Crystal terminou a leitura de maneira ofegante. Era como se aquele curto trecho tivesse lhe tirado toda a energia, tamanha era a intensidade daquelas palavras. Uma coisa, porém, parecia estar bem clara:

— Se a sua história for a mesma de Esther, então nós temos um enigma resolvido.

— A ordem. — O rapaz concluiu. — As mortes não são aleatórias, existe um padrão.

— E que padrão seria este? Eu não consigo pensar em...

A garota começou sua frase, mas foi interrompida pelo sorriso resignado de Cassiel. Ele sabe.
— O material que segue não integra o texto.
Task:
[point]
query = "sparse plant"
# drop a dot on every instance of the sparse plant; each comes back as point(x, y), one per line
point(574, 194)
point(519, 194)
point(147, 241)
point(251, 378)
— Na minha visão o primeiro a morrer era o Paul. Então era a vez da Themis e da Grace. Acho que temos uma ordem aí, certo?

O coração de Crystal bateu mais forte em seu peito.

— Quem é o próximo? Nós temos que ir atrás dele ou dela!

Cassiel concordou com um aceno, sentindo-se zonzo. Seu estômago embrulhou com a lembrança de que depois de Grace quem morria era o pequeno Jamal. O casal saiu da biblioteca, após Crystal emprestar o livro para continuar a leitura. Ela perguntou:

— Pra onde nós vamos então?

— Pra casa da minha amiga Marissa.

x-x-x-x-x

Ulysses acordou exausto. Já eram dez da manhã e ele dormira por quase doze horas, segundo o que se lembrava. Mesmo assim, sentia-se um lixo. Foi até o banheiro e escovou os dentes. Voltou para a sala e deu de cara com Aristotle, o gato de Themis, dormindo em seu sofá. O jornalista deu com os ombros, não se importando.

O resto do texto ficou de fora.